Hi everyone!

Have you ever wondered what happens when your primary server goes down? Your users get errors, your business loses money, and everyone panics. That’s why we need Disaster Recovery (DR).

In this blog, I will show you how to build a Cold Standby DR architecture on Google Cloud Platform. We’ll create a system that can switch to a backup region when things go wrong. One of the best part? It’s all automated with Terraform!

What is Cold Standby?

Before we start, let me explain what Cold Standby means.

Think about a highway. Your main road (primary) handles all the traffic every day. But there’s also an alternative road (standby) that exists. The road is built, but the barriers are closed. No cars use it.

One day, the main highway has a big accident. Traffic is stuck. What do you do? You open the barriers on the alternative road and redirect all cars there.

That’s Cold Standby. The backup road exists, but nobody drives on it. When disaster happens, we open the barriers and switch traffic to it.

Architecture Diagram

What We’re Building

Primary region in us-central1 with 2 running instances
Standby region in us-east1 with 0 instances (cold)
Global Load Balancer to route traffic
Automatic snapshots every hour
Failover scripts to switch regions
Email alerts when something goes wrong
Monitoring dashboard to see everything
Uptime checks that run every minute

Prerequisites

Before starting, make sure you have:

Google Cloud account with billing enabled
gcloud CLI installed on your computer
Terraform version 1.5.0 or higher. Install it from terraform.io.

Step 1: Clone the Repository

First, let’s get the code. Open your terminal (or Cloud Shell) and run:

git clone https://github.com/misskecupbung/gcp-dr-cold-standby.git
cd gcp-dr-cold-standby

# Take a look at the folder structure
ls

You’ll see:

terraform: all infrastructure code
scripts/: deployment and failover scripts
app/: simple demo application

Step 2: Run the Setup Script

The setup script does a lot of work for you. It detects your GCP project, your email, and creates the configuration file.

./scripts/setup.sh

What happens behind the scenes?

Gets your current GCP project ID
Gets your email from gcloud config
Creates terraform.tfvars with your settings
Shows you the configuration

You should see output like this:

Feel free to modify the terraform.tfvars file. You can change the regions, instance sizes, or add your own domain name. Open it with any editor and adjust what you need.

Step 3: Deploy the Infrastructure

Time to create everything in Google Cloud Platform!

./scripts/deploy.sh

When you see Do you want to apply these changes?, type yes and press Enter.

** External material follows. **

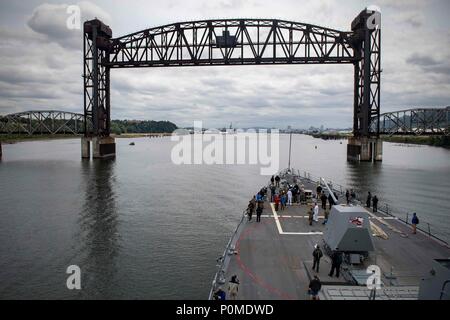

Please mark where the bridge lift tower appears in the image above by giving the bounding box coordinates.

This takes about 5–10 minutes.

What gets created

VPC network with 2 subnets (one per region)
Firewall rules for HTTP and health checks
Instance templates with startup scripts
Managed Instance Groups (MIG) in both regions
Global HTTP Load Balancer
Snapshot schedules for backups
Monitoring dashboard with 4 charts
Three alert policies (service down, region unhealthy, high latency)
Email notification channel for alerts
Uptime checks every minute

When it finishes, you’ll see the Load Balancer IP:

load_balancer_ip="35.227.222.112"

Save this IP, we’ll need it for testing.

Step 4: Verify the Deployment

Let’s make sure everything works. Run the verification script:

./scripts/verify-deployment.sh

Or test manually with curl:

curl http://35.227.222.112/health

Or via browser directly:

You should see:

{"hostname":"dr-primary-vm-mmsx","region":"us-central1","status":"healthy","timestamp":"2026-02-28T12:54:13.354665"}

Notice the region shows us-central1. That’s our primary region serving traffic.

Check the GCP Console

Go to Compute Engine > Instance Groups. You should see:

Step 5: Explore the Load Balancer

Go to Network Services > Load Balancing in GCP Console.

Click on dr-url-map-d639c08eto see details:

Frontend: Global IP on port 80
Backend: Two backend services (primary and standby)
Health checks: Running every 5 seconds

Notice only the primary backend shows healthy instances. The standby has zero instances.

Step 6: Check the Snapshots

Go to Compute Engine > Snapshots

The system creates automatic snapshots every hour. If disaster happens, we can restore data from these snapshots.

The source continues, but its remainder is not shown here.